1. I'm a terrible cook who, despite following instructions closely, somehow manages to stuff it up every time.
2. Chefs put one or two great recipes in their books and then bulk them up with average ones.
3. Chefs can't communicate how a dish should be prepared.

Actually, I don't think it's number 1 (although I guess this probably happens occasionally), so it must be a combination of 2 and 3. How annoying. I guess there's not much I can do about it but keep trying, and remembering the good recipes when they work out. And I'm coming up with a new approach to cooking:

Emily's Cooking Maxim #1:
Trust your instinct over the recipe. If it tastes wrong as you're going, do what seems natural to fix it.

Emily's Coooking Maxim #2:
Each step of cooking should usually taste good. If it tastes bad at the beginning, it will probably still taste at the end unless you fix it before you get there.

I'm sure I'll add to this as I continue to learn. In the meantime, here's a made-up recipe that I made last weekend. It's a pretty obvious combination of lots of things, but my Dad said it was the best thing I'd ever made. Maybe this is a reflection on his taste, but it's kind of depressing that of all the complicated recipes I've spent hours trying, this is so far the most successful.

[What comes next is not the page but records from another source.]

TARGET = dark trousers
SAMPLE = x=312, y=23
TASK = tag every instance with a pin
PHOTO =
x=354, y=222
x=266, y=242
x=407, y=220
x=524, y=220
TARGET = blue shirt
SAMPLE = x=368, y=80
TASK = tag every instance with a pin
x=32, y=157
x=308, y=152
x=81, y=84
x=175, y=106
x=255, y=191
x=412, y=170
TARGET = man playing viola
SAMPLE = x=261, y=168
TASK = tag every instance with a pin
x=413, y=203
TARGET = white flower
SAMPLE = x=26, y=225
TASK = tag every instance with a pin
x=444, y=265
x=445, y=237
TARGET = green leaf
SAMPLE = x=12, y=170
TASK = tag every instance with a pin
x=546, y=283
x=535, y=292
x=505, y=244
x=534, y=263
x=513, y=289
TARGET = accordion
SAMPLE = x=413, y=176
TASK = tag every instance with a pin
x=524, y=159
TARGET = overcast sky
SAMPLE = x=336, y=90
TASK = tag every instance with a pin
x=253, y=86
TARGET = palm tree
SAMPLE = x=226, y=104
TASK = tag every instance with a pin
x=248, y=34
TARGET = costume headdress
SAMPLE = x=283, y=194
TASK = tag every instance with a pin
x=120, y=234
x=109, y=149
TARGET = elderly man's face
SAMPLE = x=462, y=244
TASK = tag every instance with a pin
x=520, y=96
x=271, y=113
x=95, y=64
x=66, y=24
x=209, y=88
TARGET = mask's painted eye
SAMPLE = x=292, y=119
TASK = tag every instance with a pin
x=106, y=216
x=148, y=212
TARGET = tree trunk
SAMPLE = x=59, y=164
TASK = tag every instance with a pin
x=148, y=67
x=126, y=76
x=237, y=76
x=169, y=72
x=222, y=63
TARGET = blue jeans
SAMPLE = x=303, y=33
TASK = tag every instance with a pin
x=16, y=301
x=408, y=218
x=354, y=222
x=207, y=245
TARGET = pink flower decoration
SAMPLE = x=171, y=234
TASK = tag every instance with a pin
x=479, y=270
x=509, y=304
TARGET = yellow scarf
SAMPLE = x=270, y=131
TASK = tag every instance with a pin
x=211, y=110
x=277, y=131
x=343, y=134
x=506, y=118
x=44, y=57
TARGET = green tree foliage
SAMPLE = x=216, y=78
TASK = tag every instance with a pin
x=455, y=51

Bruschetta (according to Molly, pronounced: Brus-ke-tta).

Make a salad of:
chopped tomatoes
chopped capsicum
finely chopped/sliced red/spanish onion
chopped olives
chopped fresh basil
1 or 2 crushed or very finely chopped cloves of garlic.

Basic directions: dress salad with a little balsamic vinegar and olive oil and mix well. Spread this on some nice fat bread (foccacia or lepinja is good), top with some grated tasty cheddar and put under the griller until the cheese melts.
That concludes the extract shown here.